O presidente Biden prometeu que o processo de reconstrução em West Maui será guiado pela sensibilidade cultural, afirmando, “Vamos fazer isso para você, mas faça do jeito que você deseja.” Mas como pode a reconstrução honrar um legado histórico e cultural que tem sido sistematicamente ameaçado pela anexação dos EUA?
Ao assistir às declarações do Sr. Biden na casa de minha mãe em Porto Rico, fiquei grato por ele não ter jogue toalhas de papel para os moradores locais ou perguntar se ele poderia simplesmente vender propriedades coloniais – como Donald Trump fiz em Porto Rico em 2018. No entanto, a verdadeira mudança exige mais do que apenas a óptica e os chavões certos. Requer também uma visão de reconstrução que aborde a reparação histórica.

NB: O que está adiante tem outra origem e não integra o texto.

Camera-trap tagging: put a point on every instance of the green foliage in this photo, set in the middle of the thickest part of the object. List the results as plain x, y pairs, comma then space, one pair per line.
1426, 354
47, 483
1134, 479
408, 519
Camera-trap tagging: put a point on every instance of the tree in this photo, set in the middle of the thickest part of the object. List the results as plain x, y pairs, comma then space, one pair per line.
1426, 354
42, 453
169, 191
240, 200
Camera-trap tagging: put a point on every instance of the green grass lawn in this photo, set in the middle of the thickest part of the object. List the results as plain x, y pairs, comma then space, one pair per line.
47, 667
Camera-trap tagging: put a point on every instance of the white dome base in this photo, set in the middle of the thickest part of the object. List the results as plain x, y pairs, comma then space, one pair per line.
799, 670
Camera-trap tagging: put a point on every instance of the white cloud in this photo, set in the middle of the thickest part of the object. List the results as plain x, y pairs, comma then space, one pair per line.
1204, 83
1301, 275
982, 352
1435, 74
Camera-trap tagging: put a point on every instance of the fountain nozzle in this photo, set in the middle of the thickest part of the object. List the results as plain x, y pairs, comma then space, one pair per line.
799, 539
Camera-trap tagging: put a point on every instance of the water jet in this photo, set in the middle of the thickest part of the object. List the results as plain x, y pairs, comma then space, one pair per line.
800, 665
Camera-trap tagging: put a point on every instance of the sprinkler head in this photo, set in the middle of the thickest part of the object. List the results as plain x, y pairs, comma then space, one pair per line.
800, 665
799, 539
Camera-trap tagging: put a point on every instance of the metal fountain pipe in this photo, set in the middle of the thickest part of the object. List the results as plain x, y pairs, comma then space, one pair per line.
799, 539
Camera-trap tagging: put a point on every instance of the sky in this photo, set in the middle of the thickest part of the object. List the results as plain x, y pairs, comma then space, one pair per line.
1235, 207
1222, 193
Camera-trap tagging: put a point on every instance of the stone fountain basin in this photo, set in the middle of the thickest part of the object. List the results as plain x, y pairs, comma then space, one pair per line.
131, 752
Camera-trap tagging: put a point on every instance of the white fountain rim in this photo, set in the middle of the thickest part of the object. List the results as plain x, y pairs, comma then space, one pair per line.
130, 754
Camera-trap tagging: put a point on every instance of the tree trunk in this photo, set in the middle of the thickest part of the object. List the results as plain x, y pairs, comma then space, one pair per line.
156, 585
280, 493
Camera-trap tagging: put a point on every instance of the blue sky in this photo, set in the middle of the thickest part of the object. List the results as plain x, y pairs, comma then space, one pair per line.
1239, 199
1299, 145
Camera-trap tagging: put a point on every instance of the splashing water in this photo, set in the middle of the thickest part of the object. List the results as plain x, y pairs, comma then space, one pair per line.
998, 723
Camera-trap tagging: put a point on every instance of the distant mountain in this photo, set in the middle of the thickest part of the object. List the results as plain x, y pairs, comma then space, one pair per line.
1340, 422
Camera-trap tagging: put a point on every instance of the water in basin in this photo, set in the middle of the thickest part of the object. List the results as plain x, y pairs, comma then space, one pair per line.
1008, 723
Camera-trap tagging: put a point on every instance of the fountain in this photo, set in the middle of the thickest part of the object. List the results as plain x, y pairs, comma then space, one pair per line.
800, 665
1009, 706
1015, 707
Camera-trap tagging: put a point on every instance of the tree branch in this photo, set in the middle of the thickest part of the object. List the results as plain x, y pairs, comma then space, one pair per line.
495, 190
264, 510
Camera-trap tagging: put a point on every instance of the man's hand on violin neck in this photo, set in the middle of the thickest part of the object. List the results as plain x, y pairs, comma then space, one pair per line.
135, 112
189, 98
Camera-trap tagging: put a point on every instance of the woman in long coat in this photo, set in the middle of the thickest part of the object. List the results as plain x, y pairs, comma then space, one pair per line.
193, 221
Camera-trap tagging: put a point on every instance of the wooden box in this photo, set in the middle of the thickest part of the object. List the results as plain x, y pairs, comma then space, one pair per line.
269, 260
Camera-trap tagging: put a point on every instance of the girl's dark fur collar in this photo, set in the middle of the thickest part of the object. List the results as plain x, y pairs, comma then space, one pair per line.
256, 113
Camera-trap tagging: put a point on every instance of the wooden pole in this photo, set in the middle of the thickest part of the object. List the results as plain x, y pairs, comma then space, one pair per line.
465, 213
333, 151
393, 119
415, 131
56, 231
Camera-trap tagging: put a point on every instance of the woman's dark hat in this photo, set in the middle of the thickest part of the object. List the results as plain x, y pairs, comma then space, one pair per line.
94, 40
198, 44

Os residentes do Havai, tal como os porto-riquenhos, que enfrentaram desastres antes deles, não pedem para serem salvos. Eles pedem apenas para ser permitido para se ajudarem diante da falha dos serviços de emergência e da ajuda federal. Mas as vulnerabilidades arraigadas produzidas pelo colonialismo não são tão facilmente superadas. Por exemplo, alguns residentes têm implorado aos turistas que ficar longe à medida que a comunidade se recupera. Mas outros disseram que, por mais que gostassem de ter tempo para lamentar, simplesmente não podem permitir-se isso – especialmente quando tudo o que receberam do governo foi US$ 700. Isto é o que acontece quando a sua economia depende do prazer dos outros.

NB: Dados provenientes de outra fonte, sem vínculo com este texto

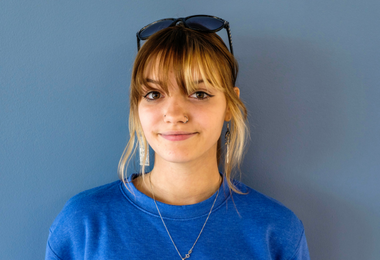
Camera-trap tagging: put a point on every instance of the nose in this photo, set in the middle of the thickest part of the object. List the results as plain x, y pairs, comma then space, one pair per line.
176, 111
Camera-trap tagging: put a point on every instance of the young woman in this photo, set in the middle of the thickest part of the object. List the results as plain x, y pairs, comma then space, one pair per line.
189, 205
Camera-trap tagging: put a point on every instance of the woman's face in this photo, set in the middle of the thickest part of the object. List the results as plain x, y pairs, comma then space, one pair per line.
163, 118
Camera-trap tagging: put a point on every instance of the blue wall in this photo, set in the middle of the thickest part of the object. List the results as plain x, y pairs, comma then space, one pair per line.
309, 76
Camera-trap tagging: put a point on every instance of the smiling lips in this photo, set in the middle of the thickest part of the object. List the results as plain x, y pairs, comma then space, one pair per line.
177, 136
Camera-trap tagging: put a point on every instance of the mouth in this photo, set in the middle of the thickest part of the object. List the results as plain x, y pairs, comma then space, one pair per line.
177, 136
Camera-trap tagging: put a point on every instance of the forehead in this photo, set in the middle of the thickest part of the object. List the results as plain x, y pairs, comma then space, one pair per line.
187, 73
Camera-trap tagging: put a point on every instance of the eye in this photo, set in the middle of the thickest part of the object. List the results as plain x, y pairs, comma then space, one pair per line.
153, 95
200, 95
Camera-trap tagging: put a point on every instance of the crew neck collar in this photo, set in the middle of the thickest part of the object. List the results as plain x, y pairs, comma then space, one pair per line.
146, 203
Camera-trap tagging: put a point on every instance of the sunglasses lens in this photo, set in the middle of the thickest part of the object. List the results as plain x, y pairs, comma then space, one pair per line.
203, 23
150, 30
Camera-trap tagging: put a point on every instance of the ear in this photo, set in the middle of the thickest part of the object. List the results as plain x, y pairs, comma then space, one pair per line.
228, 113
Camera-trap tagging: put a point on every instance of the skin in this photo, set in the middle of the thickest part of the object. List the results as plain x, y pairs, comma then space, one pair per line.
185, 170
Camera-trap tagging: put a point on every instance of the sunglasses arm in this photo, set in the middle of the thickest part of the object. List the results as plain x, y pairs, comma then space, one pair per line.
138, 42
229, 38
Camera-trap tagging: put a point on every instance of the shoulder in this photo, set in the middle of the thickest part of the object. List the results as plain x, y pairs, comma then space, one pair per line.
83, 205
83, 213
263, 216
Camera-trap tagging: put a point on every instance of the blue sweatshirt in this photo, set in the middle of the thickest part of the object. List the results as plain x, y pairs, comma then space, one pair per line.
112, 222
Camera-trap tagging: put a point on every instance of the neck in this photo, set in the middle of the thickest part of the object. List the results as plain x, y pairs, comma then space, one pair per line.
180, 184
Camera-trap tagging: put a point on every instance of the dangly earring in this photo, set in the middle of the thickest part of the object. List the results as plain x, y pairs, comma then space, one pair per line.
227, 136
142, 153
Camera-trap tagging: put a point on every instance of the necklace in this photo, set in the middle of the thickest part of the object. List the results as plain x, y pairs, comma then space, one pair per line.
163, 222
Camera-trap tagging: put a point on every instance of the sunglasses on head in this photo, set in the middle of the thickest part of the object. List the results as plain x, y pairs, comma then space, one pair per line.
202, 23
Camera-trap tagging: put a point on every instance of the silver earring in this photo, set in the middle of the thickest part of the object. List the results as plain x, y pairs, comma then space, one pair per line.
227, 136
142, 153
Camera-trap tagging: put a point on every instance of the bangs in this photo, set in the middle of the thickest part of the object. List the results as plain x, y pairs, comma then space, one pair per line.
193, 58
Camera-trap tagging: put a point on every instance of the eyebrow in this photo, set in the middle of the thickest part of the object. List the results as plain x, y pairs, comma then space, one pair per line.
153, 81
159, 82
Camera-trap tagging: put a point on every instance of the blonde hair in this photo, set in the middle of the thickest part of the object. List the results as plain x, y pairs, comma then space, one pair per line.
192, 55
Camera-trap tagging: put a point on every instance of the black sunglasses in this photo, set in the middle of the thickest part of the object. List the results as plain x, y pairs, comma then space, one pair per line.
203, 23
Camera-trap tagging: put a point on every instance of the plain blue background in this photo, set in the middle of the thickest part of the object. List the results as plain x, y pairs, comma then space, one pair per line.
309, 77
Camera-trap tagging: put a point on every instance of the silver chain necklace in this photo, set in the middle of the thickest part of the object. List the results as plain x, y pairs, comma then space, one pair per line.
163, 222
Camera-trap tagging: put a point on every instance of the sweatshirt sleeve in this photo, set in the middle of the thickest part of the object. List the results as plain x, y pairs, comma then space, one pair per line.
302, 252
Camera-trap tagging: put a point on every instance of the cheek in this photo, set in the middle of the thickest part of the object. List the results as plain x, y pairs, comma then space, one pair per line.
148, 118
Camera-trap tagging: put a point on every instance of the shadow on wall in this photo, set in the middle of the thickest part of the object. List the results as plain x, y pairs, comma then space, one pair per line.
295, 93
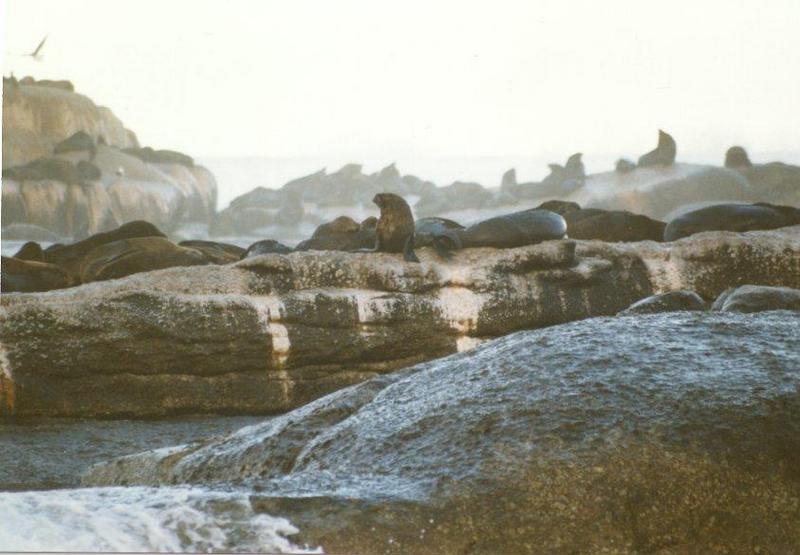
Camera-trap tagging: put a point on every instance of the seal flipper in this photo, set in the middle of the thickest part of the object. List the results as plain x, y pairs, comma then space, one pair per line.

Os residentes de Maui, que já estavam a ser expulsos por preços de habitação inacessíveis e pela falta de oportunidades de carreira para além da hospitalidade, sentirão agora provavelmente o mesmo impulso para migrar que os porto-riquenhos sentiram após o furacão Maria. A situação só irá piorar se semanas de ausência de ajuda federal se transformarem em meses de labirintos burocráticos e burocracia interminável, como tem acontecido tantas vezes. Aqui, novamente, penso em como, depois do furacão Maria, apenas 40% dos requerentes da FEMA receberam qualquer ajuda e pouco mais de 1% recebeu o pagamento máximo.
O desafio de reparar casas danificadas sem apoio adequado – bem como cortes de energia persistentes, pontes deterioradas e um sistema de saúde deficiente – tornou cada vez mais difícil para os porto-riquenhos permanecerem onde estão. Isto se combinou com o influxo de nômades digitais e Milionários que fogem de impostos federaisjuntamente com um mercado crescente de Airbnb que expulsou muitas pessoas de suas próprias comunidades.
O Estado do Havaí tem disse protegerá os habitantes locais dos especuladores de terras. Mas se a burocracia da gestão de emergências estagnar ou falhar, as pessoas que têm vouchers de hotel temporários ou que estão a prolongar a estadia nos sofás dos primos terão poucas opções para além de vender.
A especulação oportunista surge frequentemente após uma emergência, mas é crucial compreender que essas rápidas apropriações de recursos e de poder dependem muitas vezes e exacerbam as falhas existentes na extracção imperial.
O governo dos EUA já reconheceu e formalmente pediu desculpa pela derrubada ilegal do governo havaiano, mas não conseguiu reparar os danos causados ou os legados imperiais que perduram. Quanto a Porto Rico, o governo dos EUA nunca reconheceu irregularidades, embora continue a negar aos residentes a plena cidadania ou soberania.
Construir um futuro sustentável pós-catástrofe tanto para Porto Rico como para o Havai exige mais do que abrigos temporários e soluções rápidas. Exige um acerto de contas com os sistemas de desigualdade enraizados que, para começar, prepararam o terreno para estas tragédias. Uma recuperação justa não pode significar regressar a um estado anterior de vulnerabilidade, nem pode significar reconstruindo melhor sem perguntar: Melhor para quem?